Read Last Tales Page 32


  Through Thy precepts I get understanding.

  Ps. 119

  King Christian VII of Denmark (1749-1808)—son of the much-beloved Louise, daughter of George II of England, and married, at the age of seventeen, to fifteen-year-old Caroline Mathilde, sister of George III—as a boy gave promise of capacity and talent, but was both physically and mentally degenerate and did further ruin his health by debauch. At his accession to the throne, in 1766, he declared to his tutors and ministers that he would now “rage” for a year; in this task he was assisted by his mistress Katrine, a former prostitute.

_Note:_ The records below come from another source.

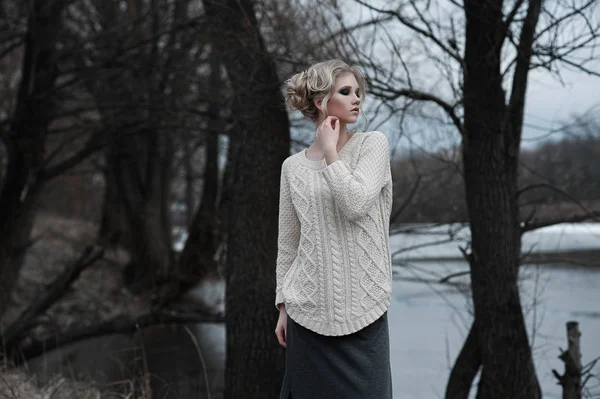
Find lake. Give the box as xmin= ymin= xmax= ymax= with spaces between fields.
xmin=29 ymin=223 xmax=600 ymax=399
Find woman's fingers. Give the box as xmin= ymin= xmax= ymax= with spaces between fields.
xmin=275 ymin=326 xmax=287 ymax=348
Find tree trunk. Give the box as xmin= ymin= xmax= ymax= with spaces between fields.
xmin=445 ymin=323 xmax=481 ymax=399
xmin=454 ymin=0 xmax=541 ymax=399
xmin=0 ymin=0 xmax=65 ymax=316
xmin=204 ymin=0 xmax=290 ymax=399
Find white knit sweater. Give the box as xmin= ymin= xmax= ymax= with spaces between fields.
xmin=275 ymin=132 xmax=392 ymax=335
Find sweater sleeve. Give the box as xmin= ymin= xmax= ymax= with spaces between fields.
xmin=324 ymin=132 xmax=391 ymax=220
xmin=275 ymin=162 xmax=300 ymax=307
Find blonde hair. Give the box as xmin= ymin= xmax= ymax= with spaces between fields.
xmin=283 ymin=59 xmax=366 ymax=122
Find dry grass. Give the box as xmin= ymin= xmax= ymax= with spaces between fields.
xmin=0 ymin=214 xmax=148 ymax=344
xmin=0 ymin=370 xmax=105 ymax=399
xmin=0 ymin=213 xmax=152 ymax=399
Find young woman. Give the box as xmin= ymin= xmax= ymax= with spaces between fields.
xmin=275 ymin=60 xmax=392 ymax=399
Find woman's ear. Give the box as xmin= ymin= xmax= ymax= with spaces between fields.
xmin=314 ymin=98 xmax=323 ymax=111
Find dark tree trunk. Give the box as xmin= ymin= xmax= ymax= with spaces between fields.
xmin=0 ymin=0 xmax=65 ymax=316
xmin=445 ymin=324 xmax=481 ymax=399
xmin=204 ymin=0 xmax=289 ymax=399
xmin=452 ymin=0 xmax=541 ymax=399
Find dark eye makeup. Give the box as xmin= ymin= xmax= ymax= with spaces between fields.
xmin=339 ymin=87 xmax=360 ymax=97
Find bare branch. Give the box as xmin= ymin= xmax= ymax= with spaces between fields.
xmin=3 ymin=246 xmax=104 ymax=348
xmin=14 ymin=311 xmax=225 ymax=363
xmin=354 ymin=0 xmax=463 ymax=65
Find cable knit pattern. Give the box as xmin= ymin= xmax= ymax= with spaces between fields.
xmin=275 ymin=132 xmax=392 ymax=335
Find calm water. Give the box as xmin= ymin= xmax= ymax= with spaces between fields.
xmin=389 ymin=223 xmax=600 ymax=399
xmin=389 ymin=262 xmax=600 ymax=399
xmin=30 ymin=224 xmax=600 ymax=399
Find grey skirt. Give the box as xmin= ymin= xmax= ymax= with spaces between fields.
xmin=280 ymin=312 xmax=392 ymax=399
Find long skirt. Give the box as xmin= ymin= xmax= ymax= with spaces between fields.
xmin=280 ymin=312 xmax=392 ymax=399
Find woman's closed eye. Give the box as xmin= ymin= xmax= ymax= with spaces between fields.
xmin=340 ymin=89 xmax=360 ymax=97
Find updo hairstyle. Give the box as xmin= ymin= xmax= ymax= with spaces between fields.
xmin=283 ymin=59 xmax=365 ymax=122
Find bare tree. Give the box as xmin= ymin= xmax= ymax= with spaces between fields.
xmin=0 ymin=0 xmax=67 ymax=315
xmin=204 ymin=0 xmax=289 ymax=399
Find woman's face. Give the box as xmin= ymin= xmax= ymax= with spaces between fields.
xmin=318 ymin=72 xmax=362 ymax=124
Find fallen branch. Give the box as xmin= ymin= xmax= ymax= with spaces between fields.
xmin=3 ymin=246 xmax=104 ymax=350
xmin=13 ymin=311 xmax=225 ymax=364
xmin=521 ymin=212 xmax=600 ymax=234
xmin=552 ymin=321 xmax=583 ymax=399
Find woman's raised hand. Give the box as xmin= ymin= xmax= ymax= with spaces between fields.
xmin=275 ymin=304 xmax=287 ymax=348
xmin=316 ymin=116 xmax=340 ymax=152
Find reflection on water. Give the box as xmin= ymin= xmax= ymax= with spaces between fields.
xmin=31 ymin=224 xmax=600 ymax=399
xmin=389 ymin=262 xmax=600 ymax=399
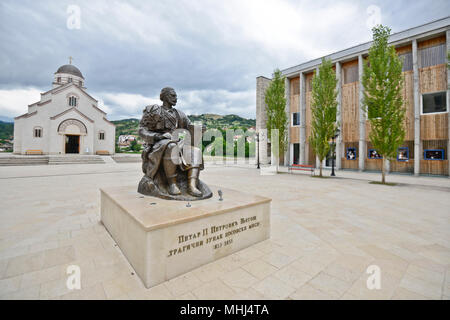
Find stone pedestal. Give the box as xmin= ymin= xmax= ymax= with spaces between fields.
xmin=100 ymin=186 xmax=271 ymax=288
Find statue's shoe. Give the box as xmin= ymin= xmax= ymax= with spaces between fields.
xmin=188 ymin=181 xmax=203 ymax=197
xmin=169 ymin=183 xmax=181 ymax=196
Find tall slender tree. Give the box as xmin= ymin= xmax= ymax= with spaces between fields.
xmin=361 ymin=25 xmax=404 ymax=184
xmin=309 ymin=58 xmax=338 ymax=176
xmin=265 ymin=69 xmax=289 ymax=169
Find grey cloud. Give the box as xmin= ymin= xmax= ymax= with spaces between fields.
xmin=0 ymin=0 xmax=450 ymax=117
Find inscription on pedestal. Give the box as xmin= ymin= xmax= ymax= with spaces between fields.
xmin=167 ymin=216 xmax=260 ymax=257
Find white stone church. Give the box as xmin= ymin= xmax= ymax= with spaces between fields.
xmin=14 ymin=64 xmax=116 ymax=154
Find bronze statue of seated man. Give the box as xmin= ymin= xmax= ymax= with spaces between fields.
xmin=138 ymin=88 xmax=212 ymax=200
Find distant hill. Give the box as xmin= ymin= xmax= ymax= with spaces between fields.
xmin=0 ymin=120 xmax=14 ymax=140
xmin=0 ymin=113 xmax=256 ymax=140
xmin=112 ymin=113 xmax=256 ymax=141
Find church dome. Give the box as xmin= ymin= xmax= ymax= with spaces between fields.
xmin=56 ymin=64 xmax=84 ymax=79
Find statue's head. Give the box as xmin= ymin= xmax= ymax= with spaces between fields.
xmin=159 ymin=87 xmax=177 ymax=106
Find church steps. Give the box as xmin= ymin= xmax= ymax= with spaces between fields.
xmin=0 ymin=155 xmax=105 ymax=166
xmin=111 ymin=154 xmax=142 ymax=163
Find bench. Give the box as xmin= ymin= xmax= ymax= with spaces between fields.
xmin=96 ymin=150 xmax=109 ymax=156
xmin=288 ymin=164 xmax=315 ymax=175
xmin=25 ymin=150 xmax=44 ymax=155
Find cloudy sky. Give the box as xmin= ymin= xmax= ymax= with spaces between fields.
xmin=0 ymin=0 xmax=450 ymax=120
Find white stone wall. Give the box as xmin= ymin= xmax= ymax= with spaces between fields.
xmin=14 ymin=76 xmax=115 ymax=154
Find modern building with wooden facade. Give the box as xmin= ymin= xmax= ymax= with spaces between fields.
xmin=256 ymin=17 xmax=450 ymax=176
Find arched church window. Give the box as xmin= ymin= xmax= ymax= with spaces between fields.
xmin=69 ymin=96 xmax=77 ymax=107
xmin=33 ymin=127 xmax=42 ymax=138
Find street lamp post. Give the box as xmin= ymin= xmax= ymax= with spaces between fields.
xmin=331 ymin=128 xmax=339 ymax=177
xmin=256 ymin=132 xmax=260 ymax=169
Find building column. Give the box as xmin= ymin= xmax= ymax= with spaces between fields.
xmin=446 ymin=30 xmax=450 ymax=178
xmin=412 ymin=39 xmax=421 ymax=176
xmin=336 ymin=62 xmax=342 ymax=170
xmin=358 ymin=55 xmax=367 ymax=171
xmin=284 ymin=77 xmax=291 ymax=166
xmin=299 ymin=72 xmax=307 ymax=164
xmin=311 ymin=66 xmax=320 ymax=169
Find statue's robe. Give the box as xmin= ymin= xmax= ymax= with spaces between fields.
xmin=139 ymin=105 xmax=204 ymax=180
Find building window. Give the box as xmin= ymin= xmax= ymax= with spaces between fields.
xmin=423 ymin=149 xmax=444 ymax=160
xmin=69 ymin=96 xmax=77 ymax=107
xmin=422 ymin=91 xmax=447 ymax=114
xmin=344 ymin=64 xmax=359 ymax=84
xmin=419 ymin=43 xmax=447 ymax=68
xmin=397 ymin=147 xmax=409 ymax=161
xmin=33 ymin=127 xmax=42 ymax=138
xmin=347 ymin=148 xmax=356 ymax=160
xmin=306 ymin=77 xmax=313 ymax=92
xmin=398 ymin=52 xmax=413 ymax=72
xmin=292 ymin=112 xmax=300 ymax=126
xmin=368 ymin=149 xmax=383 ymax=159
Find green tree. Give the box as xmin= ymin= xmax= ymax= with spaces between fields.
xmin=361 ymin=25 xmax=404 ymax=183
xmin=309 ymin=58 xmax=338 ymax=176
xmin=265 ymin=69 xmax=288 ymax=166
xmin=130 ymin=139 xmax=141 ymax=151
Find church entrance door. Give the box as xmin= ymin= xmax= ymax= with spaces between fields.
xmin=66 ymin=134 xmax=80 ymax=153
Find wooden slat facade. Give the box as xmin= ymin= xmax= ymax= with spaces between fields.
xmin=289 ymin=77 xmax=300 ymax=143
xmin=284 ymin=35 xmax=450 ymax=175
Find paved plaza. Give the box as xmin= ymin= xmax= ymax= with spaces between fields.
xmin=0 ymin=162 xmax=450 ymax=299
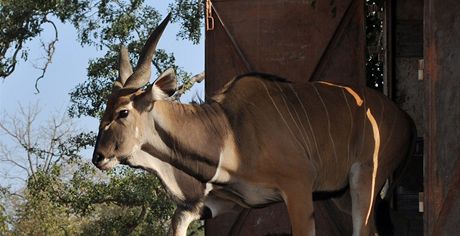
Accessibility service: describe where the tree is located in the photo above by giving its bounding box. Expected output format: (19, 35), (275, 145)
(0, 106), (179, 235)
(0, 0), (203, 92)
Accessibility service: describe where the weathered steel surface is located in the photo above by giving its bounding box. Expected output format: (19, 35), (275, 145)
(424, 0), (460, 235)
(205, 0), (365, 236)
(205, 0), (364, 95)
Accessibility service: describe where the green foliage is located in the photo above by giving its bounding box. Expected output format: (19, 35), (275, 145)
(0, 0), (89, 78)
(169, 0), (204, 44)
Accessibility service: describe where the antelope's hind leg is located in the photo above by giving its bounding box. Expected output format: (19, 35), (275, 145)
(281, 182), (315, 236)
(168, 206), (200, 236)
(349, 163), (385, 236)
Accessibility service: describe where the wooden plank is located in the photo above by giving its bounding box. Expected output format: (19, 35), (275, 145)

A few years later his mind gave way altogether, and he lived for the rest of his life almost entirely shut off from the world.

  Johannes Ewald (1743-1781), now acknowledged Denmark’s greatest lyrical poet, was the son of a pietistic clergyman, but at the age of sixteen ran away from home to try his luck as a drummer and soldier in the Seven Years’ War, and later for a while led the life of a Bohemian and “cavalier” in Copenhagen. From 1773 to 1776, ill and destitute, he lived as a lodger at the inn at Rungsted, the present Rungstedlund, and there wrote some of his finest poetry.

  CONVERSE AT NIGHT

  IN COPENHAGEN

  It rained in Copenhagen on a November night of the year 1767. The moon was up, and a good way gone in its second quarter; from time to time, when the rain made a short pause, as if between two verses of an endlessly long song, its pale, distressful, backward-flung mask came in sight high up in the sky, behind layer upon layer of shifting, verdigris-green mists. Then the rain tuned up again, the moon-mask withdrew into the heavens, and only the street lights and a window here and there in the dark maze below revealed themselves, like phosphoric jellyfish on the bottom of the sea.

  There was still some scanty night traffic in the streets. A few steady-going sailing vessels kept their course for home, and unruly privateers and buccaneers beat up against the wind on doubtful voyages between black rock walls down which the moisture streamed. A sedan chair was hailed, took up its load, and swayed on upon its way to some unknown goal in the town and the night. A coach with heavy, gilt ornaments and winking lamps, with coachman on box, lackeys behind and precious contents, came from an assembly, the wheels squirted rain water and street mire in all directions, and the high-stepping horses’ hoofs struck long sparks from the cobblestones.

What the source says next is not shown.